A mis-sold mortgage is defined as one that was not sold in accordance with the regulators rules which are intended to protect consumers of financial products and services from being misled or inadequately advised. The rules regulating the insurance industry are complex and a UK mortgage solicitor can help by assessing whether the selling went against these regulations. The root of this problem lies in the fact that these insurance policies depend on the investment of monthly premiums by the life companies creating a sufficiently large fund to pay off the mortgage at the end of the term, however because of the underperforming Stock Market the majority of policies have failed to achieve this and as a result many homeowners have been left with little financial stability.
Mis-Selling Grounds
There are four main grounds which can result in a successful claim for mortgage mis-selling as briefly explained below :-
- Was the insurance product suitable for you?

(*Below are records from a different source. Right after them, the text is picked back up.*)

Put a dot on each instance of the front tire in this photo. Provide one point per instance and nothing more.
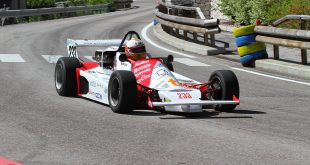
(65, 76)
(122, 91)
(225, 85)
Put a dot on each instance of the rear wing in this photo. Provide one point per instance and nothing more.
(73, 44)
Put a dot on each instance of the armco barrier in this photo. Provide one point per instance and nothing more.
(43, 11)
(286, 37)
(179, 21)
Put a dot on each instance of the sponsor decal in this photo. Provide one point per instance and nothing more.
(141, 68)
(158, 65)
(167, 100)
(142, 62)
(180, 90)
(124, 63)
(98, 96)
(184, 95)
(142, 72)
(162, 72)
(173, 82)
(143, 77)
(96, 84)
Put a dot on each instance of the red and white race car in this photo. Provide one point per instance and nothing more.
(151, 83)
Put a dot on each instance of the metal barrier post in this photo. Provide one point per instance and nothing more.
(212, 40)
(303, 51)
(185, 35)
(276, 52)
(195, 37)
(177, 31)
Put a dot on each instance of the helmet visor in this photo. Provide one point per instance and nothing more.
(138, 49)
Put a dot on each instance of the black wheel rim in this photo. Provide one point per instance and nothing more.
(215, 89)
(58, 77)
(115, 92)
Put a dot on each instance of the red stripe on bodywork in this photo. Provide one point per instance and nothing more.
(236, 99)
(4, 161)
(89, 65)
(143, 69)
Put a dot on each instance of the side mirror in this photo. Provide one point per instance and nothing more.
(123, 58)
(170, 58)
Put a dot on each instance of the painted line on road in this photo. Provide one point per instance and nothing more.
(144, 35)
(273, 77)
(52, 59)
(11, 58)
(189, 62)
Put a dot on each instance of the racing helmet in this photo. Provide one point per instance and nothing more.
(135, 49)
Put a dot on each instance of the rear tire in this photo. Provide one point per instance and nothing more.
(225, 85)
(122, 91)
(65, 76)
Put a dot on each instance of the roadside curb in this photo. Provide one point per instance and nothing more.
(185, 45)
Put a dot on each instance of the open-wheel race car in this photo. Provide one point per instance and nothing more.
(125, 84)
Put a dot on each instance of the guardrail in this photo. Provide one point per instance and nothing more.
(175, 19)
(4, 13)
(296, 38)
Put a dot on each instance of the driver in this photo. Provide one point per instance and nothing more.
(135, 49)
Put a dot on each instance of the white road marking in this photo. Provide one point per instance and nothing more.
(52, 59)
(11, 58)
(90, 58)
(273, 77)
(144, 35)
(189, 62)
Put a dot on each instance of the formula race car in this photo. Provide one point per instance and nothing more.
(125, 85)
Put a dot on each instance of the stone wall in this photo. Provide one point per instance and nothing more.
(205, 5)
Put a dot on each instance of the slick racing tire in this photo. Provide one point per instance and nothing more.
(244, 30)
(122, 93)
(65, 76)
(247, 61)
(245, 40)
(252, 48)
(224, 85)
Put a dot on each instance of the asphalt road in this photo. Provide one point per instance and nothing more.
(38, 127)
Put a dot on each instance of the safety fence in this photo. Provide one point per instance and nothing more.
(188, 23)
(295, 38)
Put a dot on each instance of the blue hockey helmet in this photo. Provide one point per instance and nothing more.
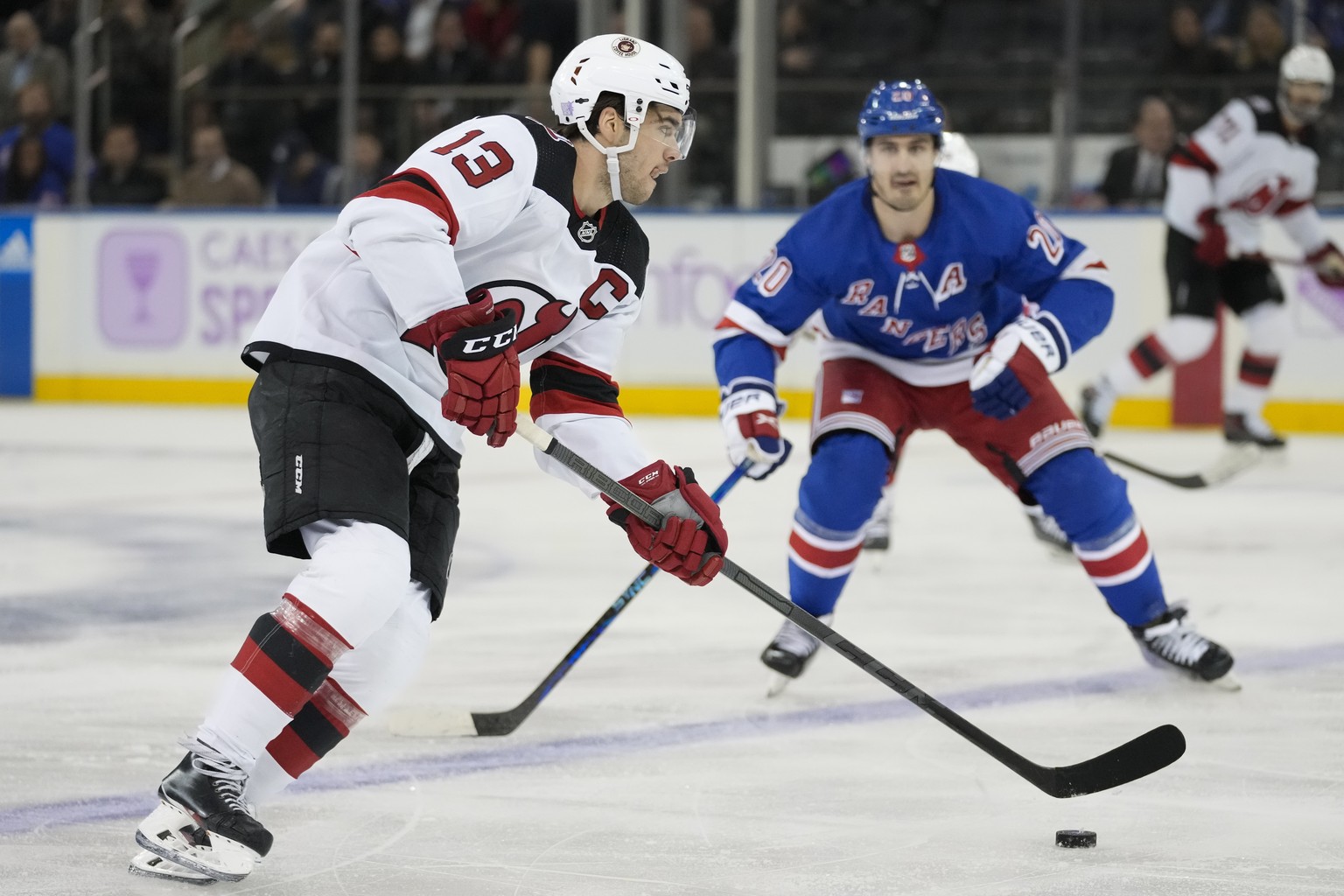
(900, 108)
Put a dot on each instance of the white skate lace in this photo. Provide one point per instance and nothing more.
(794, 640)
(1179, 644)
(228, 778)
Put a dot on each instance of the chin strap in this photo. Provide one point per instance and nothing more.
(613, 164)
(613, 173)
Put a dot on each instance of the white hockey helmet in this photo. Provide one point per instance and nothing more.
(637, 70)
(1306, 63)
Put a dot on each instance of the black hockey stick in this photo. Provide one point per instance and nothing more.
(495, 724)
(1234, 459)
(1140, 757)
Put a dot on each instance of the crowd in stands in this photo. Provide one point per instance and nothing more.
(261, 122)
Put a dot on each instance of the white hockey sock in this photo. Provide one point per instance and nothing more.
(1268, 331)
(363, 682)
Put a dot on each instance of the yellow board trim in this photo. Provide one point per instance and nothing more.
(669, 401)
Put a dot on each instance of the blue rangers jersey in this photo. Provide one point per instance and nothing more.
(920, 309)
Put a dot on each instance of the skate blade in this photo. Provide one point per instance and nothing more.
(225, 858)
(777, 685)
(147, 864)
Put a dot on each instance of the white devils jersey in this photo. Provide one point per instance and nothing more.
(1246, 165)
(484, 206)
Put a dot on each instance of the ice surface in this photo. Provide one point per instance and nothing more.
(132, 566)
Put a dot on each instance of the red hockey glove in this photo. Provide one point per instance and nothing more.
(474, 346)
(692, 540)
(1328, 265)
(1213, 242)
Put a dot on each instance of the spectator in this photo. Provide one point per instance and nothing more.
(303, 178)
(799, 45)
(318, 109)
(214, 178)
(1188, 50)
(1263, 42)
(494, 24)
(58, 22)
(453, 60)
(1138, 173)
(707, 57)
(248, 121)
(386, 62)
(30, 180)
(371, 167)
(35, 120)
(418, 34)
(385, 67)
(140, 46)
(25, 60)
(122, 178)
(712, 167)
(547, 30)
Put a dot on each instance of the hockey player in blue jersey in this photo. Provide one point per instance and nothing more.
(947, 303)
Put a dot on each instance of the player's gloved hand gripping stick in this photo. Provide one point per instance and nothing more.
(1130, 760)
(433, 723)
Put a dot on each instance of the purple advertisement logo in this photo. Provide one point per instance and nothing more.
(143, 288)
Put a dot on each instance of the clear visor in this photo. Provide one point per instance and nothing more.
(676, 136)
(1304, 100)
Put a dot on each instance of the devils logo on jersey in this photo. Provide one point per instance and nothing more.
(542, 316)
(1265, 198)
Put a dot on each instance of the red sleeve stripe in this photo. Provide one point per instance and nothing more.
(564, 386)
(1191, 155)
(414, 186)
(729, 324)
(1291, 206)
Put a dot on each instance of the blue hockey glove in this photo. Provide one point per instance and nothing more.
(750, 421)
(996, 388)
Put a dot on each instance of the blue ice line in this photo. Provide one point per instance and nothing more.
(20, 820)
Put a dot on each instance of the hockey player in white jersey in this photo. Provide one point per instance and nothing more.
(391, 338)
(1254, 160)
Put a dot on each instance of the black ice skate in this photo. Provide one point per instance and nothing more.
(789, 653)
(145, 864)
(1239, 430)
(1095, 410)
(202, 822)
(1171, 642)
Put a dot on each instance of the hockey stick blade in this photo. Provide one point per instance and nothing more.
(1234, 459)
(498, 724)
(1141, 757)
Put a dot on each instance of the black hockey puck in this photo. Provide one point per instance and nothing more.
(1075, 838)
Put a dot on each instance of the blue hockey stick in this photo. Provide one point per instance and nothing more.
(1140, 757)
(492, 724)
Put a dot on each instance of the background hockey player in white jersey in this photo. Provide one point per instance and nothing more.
(1251, 161)
(924, 326)
(391, 336)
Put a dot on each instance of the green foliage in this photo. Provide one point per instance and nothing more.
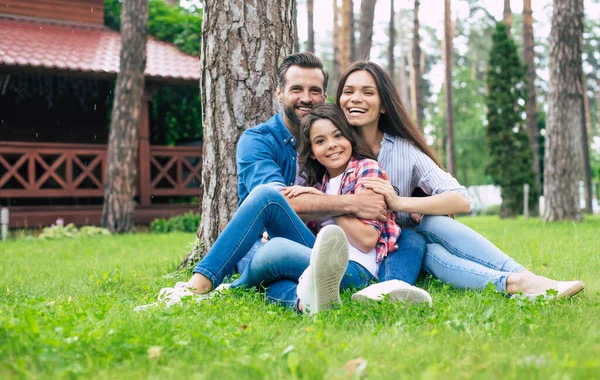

- Your adviser should have made sure that this method of repaying the loan on the property was the best method for you depending on:
- Your financial circumstances at the time
- Your attitude to risk.
Listed below are some of the reasons why the mortgage may not have been suitable for you:-
The financial advisor wrongly said that this method was guaranteed to pay off the mortgage.
Other options for repaying the mortgage were not discussed fully with you.
The advisor didn’t explain how your endowment would be invested and explain the risks involved.
The advisor didn’t explain that this method of repayment is a long-term commitment that gives a poor return if you cash it in early.
The advisor didn’t check you were comfortable with the risks of stock market investment.
The advisor should have explained that the amount you would get back depended on the performance of the stock market.
The sale didn’t follow the statutory rules
These are some of the reasons why the policy sale may not have followed the financial regulators rules:-
The adviser didn’t explain any fees and charges and how they affect the return you get on your savings.
You should have been given detailed product particulars including charges and cash-in values.
You should have been given detailed information regarding fees and charges and their effect over the longer term.
The advisor didn’t complete a full fact-find during the sales process.
Payments into retirement.
If your mortgage and re-payment arrangements were set up to continue past your expected retirement age, your advisor should have checked that you would have enough income in retirement to continue to pay the mortgage and the premiums. If this wasn’t discussed or you were told not to worry because the insurance would pay off the mortgage before retirement, your mortgage solicitor has grounds to claim compensation.
A practice known as “Churning”.
Any endowment policy you held at the time your mortgage was recommended to you should have been used to back your loan. Any advisor who told you to cash it in, and then sold you another one to replace it, was guilty of ‘churning’. Not only is this appalling advice, it’s also against the rules and gives your mortgage solicitor grounds to claim compensation.